This, most data-rich species description, represents also the first biodiversity project that joins the ISA (Investigation-Study-Assay) Commons, that is an approach created by the genomic and molecular biology communities to store and describe different data types collected in the course of a multidisciplinary study.
"Communicating the results of next generation sequencing effectively requires the next generation of data publishing" says Prof. Lyubomir Penev, Managing director of Pensoft Publishers. "It is not sufficient just to collect 'big' data. The real challenge comes at the point when data should be managed, stored, handled, peer-reviewed, published and distributed in a way that allows for re-use in the coming big data world", concluded Prof. Penev.
"Next generation sequencing is moving beyond piecing together a species genetic blueprint to areas such as biodiversity research, with mass collections of species in "metabarcoding" surveys bringing genomics, monitoring of ecosystems and species-discovery closer together. This example attempts to integrate data from these different sources, and through curation in BGI and GigaScience's GigaDB database to make it interoperable and much more usable," says Dr Scott Edmunds from BGI and Executive Editor of GigaScience.
Pensoft and the Natural History Museum London have received financial support by the EU FP7 projects ViBRANT and pro-iBiosphere. The China National GeneBank (CNGB) and GigaScience teams have received support from the BGI. The DNA barcodes were obtained through the International Barcode of Life Project supported by grants from NSERC and from the government of Canada through Genome Canada and the Ontario Genomics Institute.
Stoev P, Komerički A, Akkari N, Shanlin Liu, Xin Zhou, Weigand AM, Hostens J, Hunter CI, Edmunds SC, Porco D, Zapparoli M, Georgiev T, Mietchen D, Roberts D, Faulwetter S, Smith V, Penev L (2013) Eupolybothrus cavernicolus Komerički & Stoev sp. n. (Chilopoda: Lithobiomorpha: Lithobiidae): the first eukaryotic species description combining transcriptomic, DNA barcoding and micro-CT imaging data. Biodiversity Data Journal 1: e1013. DOI: 10.3897/BDJ.1.e1013
Edmunds SC, Hunter CI, Smith V, Stoev P, Penev L (2013) Biodiversity research in the "big data" era: GigaScience and Pensoft work together to publish the most data-rich species description. GigaScience 2:14 doi:10.1186/2047-217X-2-14
Watch the 3D cybertype video: http://www.youtube.com/watch?v=vqPuwKG8hE4&feature=em-upload_owner
The Biodiversity Data Journal goes beyond the basics of the Gold Open Access
There are two main modes of open access publishing – Green Open Access, where the author has the right to provide free access to the article outside the publisher's web site in a repository or on his/her own website, and Gold Open Access, where articles are available for free download directly from the publisher on the day of publication.
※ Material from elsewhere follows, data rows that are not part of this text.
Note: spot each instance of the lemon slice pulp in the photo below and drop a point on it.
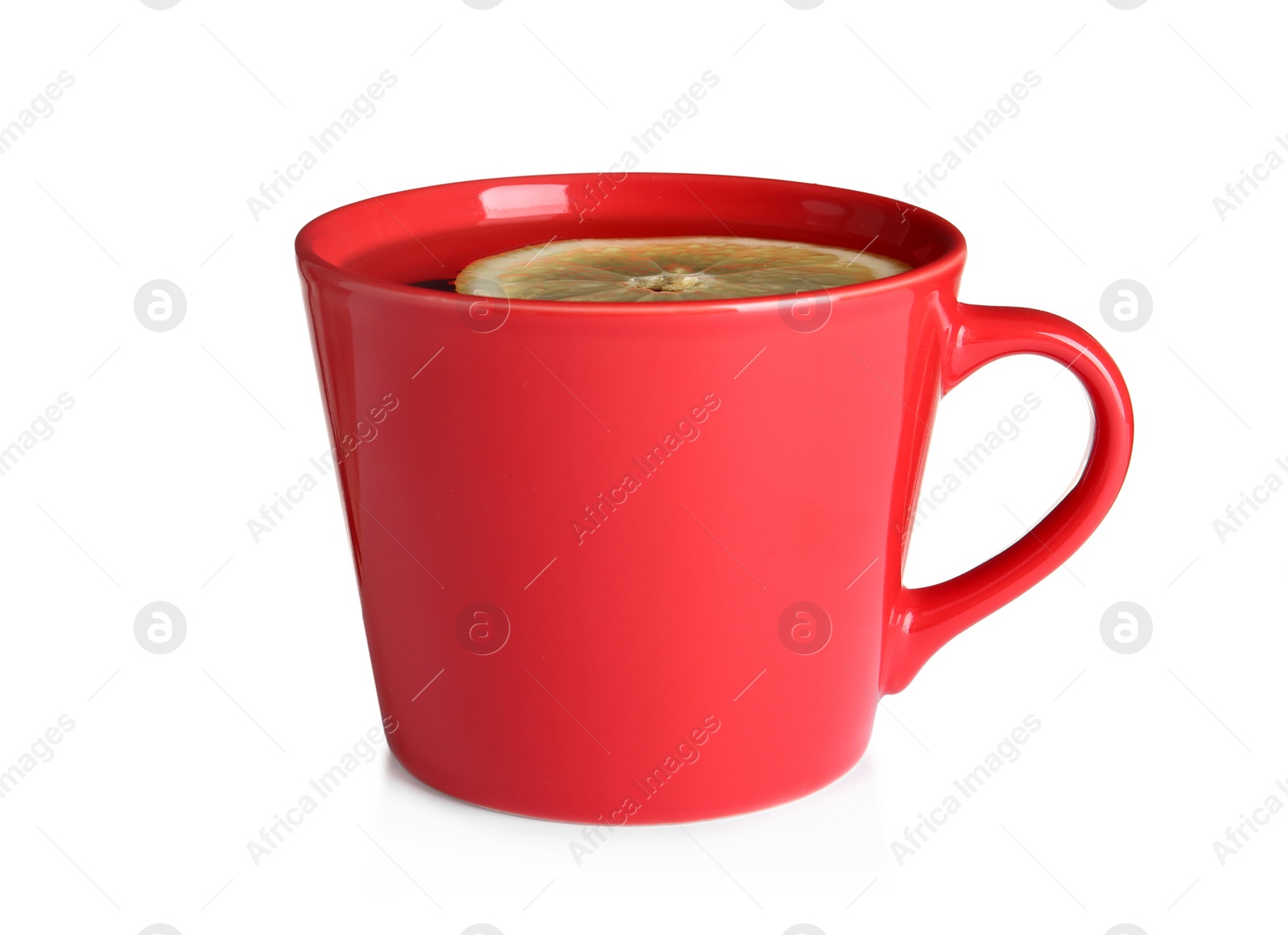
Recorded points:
(669, 270)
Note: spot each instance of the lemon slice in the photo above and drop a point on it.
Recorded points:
(669, 270)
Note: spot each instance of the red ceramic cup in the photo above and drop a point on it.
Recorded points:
(639, 563)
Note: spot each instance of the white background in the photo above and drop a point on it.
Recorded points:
(177, 438)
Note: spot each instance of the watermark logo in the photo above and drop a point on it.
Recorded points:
(1126, 305)
(160, 627)
(804, 627)
(1241, 835)
(807, 311)
(486, 309)
(160, 305)
(1126, 627)
(483, 627)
Opening of content and data, however does not necessarily mean "easy to discover and re-use". The Biodiversity Data Journal proposed the term "Advanced Open Access" to describe an integrated, narrative (text) and data publishing model where the main goal is to make content "re-usable" and "interoperable" for both humans and computers.
To publish effectively in open access, it is not sufficient simply to provide PDF or HTML files online. It is crucial to put these under a reuse-friendly license and to implement technologies that allow machine-readable content and data to be harvested and collated into a big data pool.
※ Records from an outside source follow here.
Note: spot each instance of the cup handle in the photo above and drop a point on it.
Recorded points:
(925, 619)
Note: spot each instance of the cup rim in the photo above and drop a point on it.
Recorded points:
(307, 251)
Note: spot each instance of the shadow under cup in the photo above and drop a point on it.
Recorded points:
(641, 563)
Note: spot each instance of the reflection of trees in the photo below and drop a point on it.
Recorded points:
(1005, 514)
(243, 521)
The Advanced Open Access means:
- Free to read
- Free to re-use, revise, remix, redistribute
- Easy to discover and harvest
- Content automatically summarised by aggregators
- Data and narrative integrated to the widest extent possible
- Human- and computer-readable formats
- Community-based, pre- and post-publication peer-review
- Community ownership of data
- Free to publish or at low cost affordable by all
BDJ shortens the distance between "narrative" (text) and "data" publishing. Many data types, such as species occurrences, checklists, measurements and others, are converted into text from spreadsheets for better readability by humans. Conversely, text from an article can be downloaded as structured data or harvested by computers for further analysis.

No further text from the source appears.